Why does the 6502 read from the stack before writing it?

Question

I am building a W65C02S based computer for fun, and I try to build basically all the tools myself. Including the assembler (yes, I know they exist, I just want to make everything from scratch myself, for fun).

When working on the JSR opcode (absolute addressing mode), I find that before it puts the program counter on the stack, it reads one byte off the stack first (program counter is set to 80 2e at this point, the stack pointer is 01b6):

READ address: 80 2e data: 20 JSR ; Read the opcode READ address: 80 2f data: 14 14 ; Read the LO byte of operand READ address: 01 b6 data: 74 't' ; Read the stack (why?!) WRITE address: 01 b6 data: 80 --- ; Write HI byte of PC WRITE address: 01 b5 data: 30 '0' ; Write LO byte of PC READ address: 80 30 data: 80 80 ; Read HI byte of operand READ address: 80 14 data: 8d STA ; Read opcode at `80 14` (the JSR operand)

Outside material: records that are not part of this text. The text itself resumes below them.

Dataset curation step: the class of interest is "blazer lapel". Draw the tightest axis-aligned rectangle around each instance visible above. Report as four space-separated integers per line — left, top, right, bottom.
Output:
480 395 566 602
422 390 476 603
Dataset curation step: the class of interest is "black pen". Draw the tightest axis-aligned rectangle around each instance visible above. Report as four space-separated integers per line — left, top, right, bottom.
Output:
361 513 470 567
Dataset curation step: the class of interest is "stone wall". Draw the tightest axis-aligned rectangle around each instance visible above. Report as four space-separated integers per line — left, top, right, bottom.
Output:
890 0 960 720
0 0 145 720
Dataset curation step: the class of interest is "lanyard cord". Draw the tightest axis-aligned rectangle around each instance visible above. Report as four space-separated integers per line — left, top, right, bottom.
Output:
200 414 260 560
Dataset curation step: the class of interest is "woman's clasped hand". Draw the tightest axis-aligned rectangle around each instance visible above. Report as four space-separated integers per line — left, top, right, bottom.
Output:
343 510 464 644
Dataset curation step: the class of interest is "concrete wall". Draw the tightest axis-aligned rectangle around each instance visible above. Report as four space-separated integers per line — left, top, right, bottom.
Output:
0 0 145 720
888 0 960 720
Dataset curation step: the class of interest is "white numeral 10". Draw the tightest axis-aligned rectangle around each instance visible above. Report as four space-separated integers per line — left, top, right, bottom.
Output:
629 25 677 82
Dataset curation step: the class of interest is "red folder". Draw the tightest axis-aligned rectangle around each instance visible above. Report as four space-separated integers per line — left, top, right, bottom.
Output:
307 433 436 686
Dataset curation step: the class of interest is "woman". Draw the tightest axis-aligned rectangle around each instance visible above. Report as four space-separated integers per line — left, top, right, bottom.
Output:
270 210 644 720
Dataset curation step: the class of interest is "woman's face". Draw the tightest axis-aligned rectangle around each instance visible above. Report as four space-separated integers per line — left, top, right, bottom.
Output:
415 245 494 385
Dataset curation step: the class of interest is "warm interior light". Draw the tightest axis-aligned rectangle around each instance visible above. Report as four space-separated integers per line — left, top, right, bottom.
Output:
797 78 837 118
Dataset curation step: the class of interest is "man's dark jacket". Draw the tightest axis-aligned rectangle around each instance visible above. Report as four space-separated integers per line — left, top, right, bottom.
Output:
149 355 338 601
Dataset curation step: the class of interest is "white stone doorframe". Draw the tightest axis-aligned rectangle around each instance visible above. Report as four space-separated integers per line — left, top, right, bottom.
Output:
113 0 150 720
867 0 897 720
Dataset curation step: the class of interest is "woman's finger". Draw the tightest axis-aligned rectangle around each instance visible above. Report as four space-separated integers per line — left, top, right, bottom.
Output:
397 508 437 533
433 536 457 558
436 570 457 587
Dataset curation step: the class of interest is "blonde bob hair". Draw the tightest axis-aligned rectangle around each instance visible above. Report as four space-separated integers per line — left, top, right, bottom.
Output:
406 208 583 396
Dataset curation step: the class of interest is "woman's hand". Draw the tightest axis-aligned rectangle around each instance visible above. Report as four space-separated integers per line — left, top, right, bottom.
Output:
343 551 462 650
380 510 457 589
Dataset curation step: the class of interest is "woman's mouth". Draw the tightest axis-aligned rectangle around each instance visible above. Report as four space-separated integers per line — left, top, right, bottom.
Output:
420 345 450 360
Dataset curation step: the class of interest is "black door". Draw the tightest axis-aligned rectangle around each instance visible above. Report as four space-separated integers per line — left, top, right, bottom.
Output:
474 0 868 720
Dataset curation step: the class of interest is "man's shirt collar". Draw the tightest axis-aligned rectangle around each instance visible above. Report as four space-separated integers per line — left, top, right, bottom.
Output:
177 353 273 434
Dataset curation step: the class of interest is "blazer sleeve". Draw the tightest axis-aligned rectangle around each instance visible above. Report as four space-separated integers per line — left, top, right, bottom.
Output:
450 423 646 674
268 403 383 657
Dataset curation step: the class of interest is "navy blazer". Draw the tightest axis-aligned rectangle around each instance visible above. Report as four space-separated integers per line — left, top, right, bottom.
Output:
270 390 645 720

It works OK, but what it the reason it reads from the stack first?

(To explain the table: this is from my own tool. I am using an Arduino to look at the data and address buses to see what is happening there. It is a hardware CPU running only my own code.)

Maybe it is because your tracker is reading the data and address bus to detect and save any change. By this way it may read data during the transition of the control bus (R/W for instance).since your tracker board is faster than 6502 try to add timestamps or save also the control bus status. — Paul Ghobril
– Paul Ghobril, Commented Feb 13, 2021 at 20:57
@PaulGhobril the tracker reads on every clock pulse. And this happens only at this point in the code. — Bart Friederichs
– Bart Friederichs, Commented Feb 13, 2021 at 21:11
The WDC instruction timing chart confirms your observation and labels it an internal operation (and mentions the original 6502 is in a different order). Since it has to read or write something every cycle, the easiest option would be PC+1 again, or S. — Kelvin Sherlock
– Kelvin Sherlock, Commented Feb 13, 2021 at 21:12
@Raffzahn o, it will be half ass. It will only implement the operations I will be needing. — Bart Friederichs
– Bart Friederichs, Commented Feb 13, 2021 at 23:12
@Jean-FrançoisFabre no. It has to stop somewhere. But for good measure, I use the highest level language I know: Python. I did build the first steps in a hex editor though. — Bart Friederichs
– Bart Friederichs, Commented Feb 13, 2021 at 23:14

Raffzahn · Accepted Answer · 2021-02-13 22:15:42Z

[This question is kind of duplicate to

TL;DR:

It's one of the 'dead' or internal cycles of a 6500. On a WDC65C02 they are externally all turned into 'harmless' read cycles.

Background

Unlike other CPUs the 6500 series has not pure internal cycles without memory access, but each and every cycle will as well be a memory cycle. Whenever internal operation can not overlap with with a needed memory cycle, a dummy access is inserted. Usually with the last address used.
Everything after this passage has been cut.